- Cover of volume 6, also featuring characters from Q.E.D.

C.M.B. 森羅博物館の事件目録 (C.M.B. Shinra Hakubutsukan no Jiken Mokuroku)
- Written by: Motohiro Katou
- Published by: Kodansha
- Magazine: Monthly Shōnen Magazine
- Original run: October 2005 – August 6, 2020
- Volumes: 45

= C.M.B. (manga) =

Japanese manga series

 (C.M.B. 森羅博物館の事件目録, C.M.B. Shinra Hakubutsukan no Jiken Mokuroku) is a Japanese manga series written and illustrated by Motohiro Katou. It was serialized in Kodansha's Monthly Shōnen Magazine from 2005 to 2020. Kodansha collected its chapters in forty-five tankōbon volumes, released from March 16, 2006, to October 16, 2020.

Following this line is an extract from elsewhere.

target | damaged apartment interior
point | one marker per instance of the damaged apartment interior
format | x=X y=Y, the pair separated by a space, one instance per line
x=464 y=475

It is a companion work of the Q.E.D. manga. The story revolves around the detective Shinra as he solves mystery cases related to murder, fraud, etc. along with his classmate Tatsuki. It sometime features characters from Q.E.D. as a crossover special.

==Synopsis==
Shinra Sakaki who inherited three rings of Wise Magi became acquaintance of Tatsuki Nanase by awkward case. Since then, Sakaki and Nanase get involved several abnormal incidents to solve trouble-making-problems behalf of other people around who requested their assistant, such as Inspector Kujirajaki.

==Characters==
- Shinra Sakaki (榊 森羅, Sakaki Shinra)
A boy with a mysterious past, owner of the "Shinra Museum" and present heir to the three "C", "M" and "B" rings first given out by the British Queen in the 19th century to three wise men chosen to be the protectors of the knowledge of the British Museum. Although he has never been to school, he is very knowledgeable. He is multi-lingual and possesses at least a university-level knowledge of Math, Physics, Chemistry, Geography, History and Biology, but is deficient in social skills. He is the cousin, on his mother's side, of the protagonist of the manga Q.E.D., Sou Touma.
- Tatsuki Nanase (七瀬 立樹, Nanase Tatsuki)
Tatsuki is a spirited, tomboyish girl who excels in virtually every sport she attempts. She practices Aikido and often acts as a bodyguard or an aid for Shinra. She is a daughter of a gullible young lady and her lover, who was almost eloped but suddenly told the bride's father, he accepted their marriage. But in exchange, their first child must go to prestigious school he owns.